Energie- / Umwelttechnik

Vattenfall prüft strategische Optionen für sein Berliner Wärmegeschäft

Vattenfall hat eine strategische Neubewertung seines Berliner Wärmegeschäfts gestartet, um zu prüfen, wie es am besten zur Energiewende beitragen kann. Die Neubewertung beinhaltet die Frage, ob Vattenfall Eigentümer des Berliner Wärmegeschäfts bleibt oder es vollständig veräußert. 

Anna Borg, Präsidentin und CEO von Vattenfall, sagt: 

"Vattenfall hat sich voll und ganz der Energiewende verschrieben, und wir haben umfangreiche Pläne, um in unseren operativen Bereichen die Nutzung fossiler Brennstoffe zu beenden. Damit handeln wir im Einklang mit dem 1,5-Grad-Celsius-Szenario des Pariser Abkommens. Es gibt im Rahmen dieser strategischen Neubewertung für beide Szenarien gute Argumente.

  • Sollten wir zum Schluss kommen, das Berliner Wärmegeschäft zu behalten, werden wir unsere CO2-Emissionen erheblich reduzieren und damit sowohl zu den Klimazielen des Landes Berlin als auch zu unserem eigenen Ziel eines fossilfreien Lebens innerhalb einer Generation beitragen. Unser Plan zur Dekarbonisierung der Berliner Wärme ist solide, schafft Werte und Sicherheit für die Zukunft. 
  • Im Falle eines Verkaufs würden wir nur an einen Eigentümer veräußern, der die Transformation des Unternehmens zuverlässig fortsetzt. Durch einen Verkauf könnten wir finanzielle und personelle Kapazitäten und Ressourcen freisetzen, um uns auf unser weiteres Portfolio und unser Ziel – ein fossilfreies Leben innerhalb einer Generation – zu konzentrieren.“ 

 Anna Borg fährt fort:   

"In beiden Szenarien bleibt Deutschland mit fast 4,5 Millionen Kundinnen und Kunden, einem bedeutenden Geschäft mit erneuerbaren Energien in den Bereichen Solar-, Wind- und Wasserkraft und seinen Großhandelsaktivitäten ein Schlüsselmarkt für Vattenfall. Wir sind fest entschlossen, weiterhin eine wichtige Rolle bei der deutschen Energiewende zu spielen." 

Im Rahmen der strategischen Neubewertung kommt es auch zu Veränderungen in der Konzernleitung.
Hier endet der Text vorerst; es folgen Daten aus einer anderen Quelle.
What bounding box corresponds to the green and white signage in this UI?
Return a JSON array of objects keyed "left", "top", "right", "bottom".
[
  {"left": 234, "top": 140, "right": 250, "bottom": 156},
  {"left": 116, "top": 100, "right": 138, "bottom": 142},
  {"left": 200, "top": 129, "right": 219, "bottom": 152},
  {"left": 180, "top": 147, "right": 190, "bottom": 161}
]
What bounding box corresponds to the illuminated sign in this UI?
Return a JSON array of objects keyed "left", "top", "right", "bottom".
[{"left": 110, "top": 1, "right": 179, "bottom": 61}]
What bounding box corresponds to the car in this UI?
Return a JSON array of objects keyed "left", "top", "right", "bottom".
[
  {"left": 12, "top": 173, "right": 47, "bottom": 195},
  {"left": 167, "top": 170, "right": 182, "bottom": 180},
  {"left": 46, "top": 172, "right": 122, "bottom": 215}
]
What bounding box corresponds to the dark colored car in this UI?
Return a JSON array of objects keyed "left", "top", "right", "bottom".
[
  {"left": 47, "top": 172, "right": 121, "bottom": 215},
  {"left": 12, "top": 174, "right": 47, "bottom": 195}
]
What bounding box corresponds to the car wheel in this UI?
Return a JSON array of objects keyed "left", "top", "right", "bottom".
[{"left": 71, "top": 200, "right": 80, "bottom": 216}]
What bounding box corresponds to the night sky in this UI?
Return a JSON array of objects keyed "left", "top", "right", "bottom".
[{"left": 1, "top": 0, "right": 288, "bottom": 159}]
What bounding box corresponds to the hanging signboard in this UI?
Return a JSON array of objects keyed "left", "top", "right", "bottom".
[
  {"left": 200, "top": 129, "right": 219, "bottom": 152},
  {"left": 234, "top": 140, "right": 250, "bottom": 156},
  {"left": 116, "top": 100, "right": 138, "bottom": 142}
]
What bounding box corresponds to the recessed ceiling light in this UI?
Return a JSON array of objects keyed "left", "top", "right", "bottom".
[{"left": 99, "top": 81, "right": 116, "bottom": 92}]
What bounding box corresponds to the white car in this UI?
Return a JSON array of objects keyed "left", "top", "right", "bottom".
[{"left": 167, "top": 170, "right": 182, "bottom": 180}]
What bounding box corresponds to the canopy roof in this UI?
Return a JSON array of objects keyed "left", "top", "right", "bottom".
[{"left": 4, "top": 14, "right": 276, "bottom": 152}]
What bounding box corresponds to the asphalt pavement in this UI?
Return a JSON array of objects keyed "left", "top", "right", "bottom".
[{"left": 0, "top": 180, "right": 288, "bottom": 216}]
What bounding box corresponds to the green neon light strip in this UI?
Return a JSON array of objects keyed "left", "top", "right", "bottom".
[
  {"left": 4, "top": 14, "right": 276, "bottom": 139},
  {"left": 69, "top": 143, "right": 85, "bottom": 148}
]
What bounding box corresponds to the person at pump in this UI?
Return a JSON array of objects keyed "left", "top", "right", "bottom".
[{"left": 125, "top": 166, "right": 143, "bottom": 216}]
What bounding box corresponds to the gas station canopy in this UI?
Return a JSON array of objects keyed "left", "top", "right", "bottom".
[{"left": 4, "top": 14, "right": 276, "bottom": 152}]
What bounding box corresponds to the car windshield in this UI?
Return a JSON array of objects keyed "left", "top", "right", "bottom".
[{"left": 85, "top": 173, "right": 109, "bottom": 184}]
So wird Ulrika Jardfelt, die Leiterin des länderübergreifenden Geschäftsbereichs Wärme (Business Area Heat), Vattenfall verlassen.

„Ulrika Jardfelt war maßgeblich an der Entwicklung unserer Wärmeaktivitäten und Pläne zur Dekarbonisierung beteiligt. Wir haben uns darauf geeinigt, dass Ulrika mit Beginn der strategischen Neubewertung Vattenfall verlassen wird, da es zu den nächsten Schritten unterschiedliche Vorstellungen gibt. Ich danke Ulrika für ihren Einsatz und ihr Engagement für das Unternehmen und wünsche ihr alles Gute", so Anna Borg.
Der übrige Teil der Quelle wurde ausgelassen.